CALGARY, Alberta (Reuters) - Suncor Energy Inc (SU.TO), the largest producer from Canada’s oil sands, said on Friday that it has extended the time period between major maintenance shutdowns at its northern Alberta project site to every five years from its prior four-year standard.
Steve Douglas, Suncor’s vice-president of investor relations said both of the company’s upgraders, which convert tar-like bitumen from the oil sands into refinery-ready synthetic crude, will be on the new five-year schedule once the company completes its current maintenance turnaround on the 125,000 barrel-per-day U1 upgrader. The shutdown, which began April 18, is expected to wrap up next week.
“Upgrader number two went through a major maintenance turnaround in 2011 and the next time it’s scheduled is 2016, so it’s in its first five year stretch and U1 is now going into its first five-stretch,” Douglas said.
Maintenance shutdowns can cost hundreds of millions of dollars for replacement equipment, labor and lost revenue. Indeed, with the shutdown of its U1 upgrader, the output from Suncor’s oil sands operations in May fell to 218,000 barrels per day, down from 375,000 bpd in March.

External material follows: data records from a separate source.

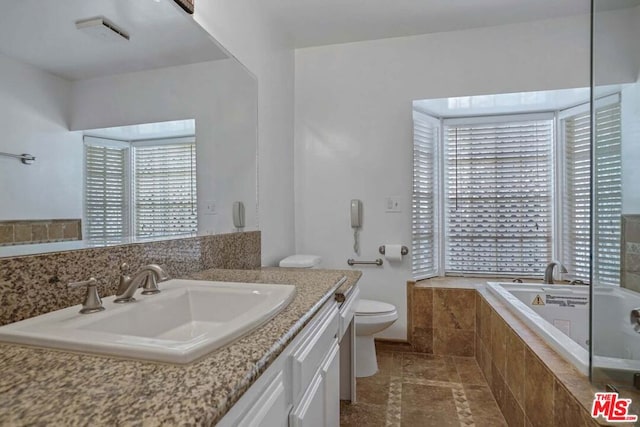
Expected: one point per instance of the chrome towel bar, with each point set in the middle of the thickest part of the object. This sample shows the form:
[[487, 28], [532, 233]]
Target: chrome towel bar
[[27, 159], [352, 261]]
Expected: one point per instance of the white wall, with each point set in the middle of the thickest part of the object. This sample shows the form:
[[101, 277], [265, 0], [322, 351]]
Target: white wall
[[353, 127], [630, 107], [33, 119], [631, 132], [220, 95], [241, 27]]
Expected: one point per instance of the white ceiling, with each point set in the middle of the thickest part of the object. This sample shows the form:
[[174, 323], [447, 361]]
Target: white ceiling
[[141, 132], [506, 103], [510, 103], [323, 22], [43, 33]]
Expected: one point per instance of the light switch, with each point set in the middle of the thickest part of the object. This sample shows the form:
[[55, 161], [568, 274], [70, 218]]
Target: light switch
[[393, 204], [209, 207]]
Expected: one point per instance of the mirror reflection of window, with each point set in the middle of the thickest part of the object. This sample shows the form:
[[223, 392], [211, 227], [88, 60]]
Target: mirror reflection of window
[[141, 188]]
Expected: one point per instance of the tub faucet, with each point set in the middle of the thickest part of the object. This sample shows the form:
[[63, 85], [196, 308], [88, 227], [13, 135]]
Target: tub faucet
[[548, 272], [148, 276]]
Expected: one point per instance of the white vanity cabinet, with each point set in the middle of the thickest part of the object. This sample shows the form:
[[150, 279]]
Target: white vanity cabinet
[[302, 387]]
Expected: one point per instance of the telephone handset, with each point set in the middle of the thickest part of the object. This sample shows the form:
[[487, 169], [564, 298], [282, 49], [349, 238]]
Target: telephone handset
[[238, 215], [356, 213], [356, 223]]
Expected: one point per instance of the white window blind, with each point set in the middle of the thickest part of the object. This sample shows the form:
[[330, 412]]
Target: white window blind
[[576, 203], [608, 195], [165, 189], [498, 200], [105, 192], [424, 202]]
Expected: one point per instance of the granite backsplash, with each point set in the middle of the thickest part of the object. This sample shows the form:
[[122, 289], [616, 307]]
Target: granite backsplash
[[37, 284]]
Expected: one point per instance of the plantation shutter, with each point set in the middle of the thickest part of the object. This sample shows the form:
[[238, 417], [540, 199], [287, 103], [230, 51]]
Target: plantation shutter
[[577, 196], [165, 189], [424, 200], [608, 195], [498, 200], [105, 192]]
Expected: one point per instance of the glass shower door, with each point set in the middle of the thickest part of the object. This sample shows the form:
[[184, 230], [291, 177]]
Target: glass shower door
[[615, 200]]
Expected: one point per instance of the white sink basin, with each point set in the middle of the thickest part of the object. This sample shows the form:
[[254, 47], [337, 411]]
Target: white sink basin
[[187, 320]]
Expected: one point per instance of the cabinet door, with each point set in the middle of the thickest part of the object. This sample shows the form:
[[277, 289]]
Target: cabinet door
[[311, 409], [271, 409], [331, 374]]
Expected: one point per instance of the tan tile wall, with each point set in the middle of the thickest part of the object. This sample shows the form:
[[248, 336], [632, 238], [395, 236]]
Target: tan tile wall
[[39, 231], [532, 384], [630, 254], [34, 285], [442, 320]]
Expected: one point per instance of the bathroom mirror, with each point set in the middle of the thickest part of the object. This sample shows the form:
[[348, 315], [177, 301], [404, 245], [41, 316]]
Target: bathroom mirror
[[70, 68]]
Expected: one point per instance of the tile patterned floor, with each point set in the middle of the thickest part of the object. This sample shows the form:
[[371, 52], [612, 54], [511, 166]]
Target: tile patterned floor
[[416, 389]]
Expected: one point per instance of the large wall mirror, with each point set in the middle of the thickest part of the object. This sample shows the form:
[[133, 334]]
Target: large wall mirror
[[137, 125]]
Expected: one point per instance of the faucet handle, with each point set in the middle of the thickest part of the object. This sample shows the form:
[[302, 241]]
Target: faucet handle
[[150, 285], [92, 302]]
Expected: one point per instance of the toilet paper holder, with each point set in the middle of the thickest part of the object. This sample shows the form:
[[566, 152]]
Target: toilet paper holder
[[403, 251]]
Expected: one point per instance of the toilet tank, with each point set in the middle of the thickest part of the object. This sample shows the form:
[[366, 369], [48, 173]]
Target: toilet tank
[[301, 261]]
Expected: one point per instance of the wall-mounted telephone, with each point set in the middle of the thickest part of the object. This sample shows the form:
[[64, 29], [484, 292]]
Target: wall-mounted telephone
[[356, 213], [356, 223], [238, 214]]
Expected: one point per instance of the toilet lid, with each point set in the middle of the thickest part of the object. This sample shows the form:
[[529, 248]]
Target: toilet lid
[[300, 261], [369, 307]]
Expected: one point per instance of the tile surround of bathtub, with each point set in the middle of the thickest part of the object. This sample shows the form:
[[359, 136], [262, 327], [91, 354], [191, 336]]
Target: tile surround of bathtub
[[39, 231], [630, 252], [531, 383], [34, 285]]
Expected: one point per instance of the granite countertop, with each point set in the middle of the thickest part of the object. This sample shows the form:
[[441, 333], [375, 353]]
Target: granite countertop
[[44, 386]]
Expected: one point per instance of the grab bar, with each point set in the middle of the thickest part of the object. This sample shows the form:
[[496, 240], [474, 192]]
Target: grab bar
[[352, 261], [27, 159]]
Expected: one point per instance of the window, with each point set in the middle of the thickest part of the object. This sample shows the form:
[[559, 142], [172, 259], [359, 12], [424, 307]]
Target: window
[[139, 189], [498, 189], [105, 191], [498, 197], [165, 190], [424, 200], [607, 191]]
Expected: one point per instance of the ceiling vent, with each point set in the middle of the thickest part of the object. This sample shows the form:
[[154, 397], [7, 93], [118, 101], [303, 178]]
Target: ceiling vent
[[102, 28]]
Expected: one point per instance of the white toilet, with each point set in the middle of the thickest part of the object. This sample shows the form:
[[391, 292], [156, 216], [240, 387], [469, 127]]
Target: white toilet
[[371, 317], [301, 261]]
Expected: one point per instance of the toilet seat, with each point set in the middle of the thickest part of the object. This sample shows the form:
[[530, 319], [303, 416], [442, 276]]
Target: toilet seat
[[366, 307]]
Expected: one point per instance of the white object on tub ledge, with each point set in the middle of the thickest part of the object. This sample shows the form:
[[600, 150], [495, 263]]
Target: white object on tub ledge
[[561, 343]]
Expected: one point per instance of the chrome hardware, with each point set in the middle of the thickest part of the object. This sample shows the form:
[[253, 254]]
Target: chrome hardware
[[92, 302], [148, 276], [352, 261], [634, 319], [548, 272], [26, 159], [403, 250]]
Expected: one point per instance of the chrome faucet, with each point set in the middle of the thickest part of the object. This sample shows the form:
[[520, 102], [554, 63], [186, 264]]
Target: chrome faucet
[[148, 276], [548, 272]]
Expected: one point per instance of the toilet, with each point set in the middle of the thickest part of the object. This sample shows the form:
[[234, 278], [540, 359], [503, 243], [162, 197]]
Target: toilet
[[301, 261], [371, 317]]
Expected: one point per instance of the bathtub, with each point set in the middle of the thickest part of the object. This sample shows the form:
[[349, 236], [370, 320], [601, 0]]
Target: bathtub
[[560, 315]]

“If you’re doing four (turnarounds) in 20 years versus four in 16 years, clearly there is a significant benefit,” Douglas said. “The other piece, of course, is you’re entirely down during a maintenance period ... There’s significant foregone revenue during a period like that. It’s material.”
Douglas said Suncor is able to extend the stretch between turnarounds by increasing preventative maintenance during normal operations.
(This story is refiled to correct attribution in final paragraph to “Douglas said” from “Williams said”.)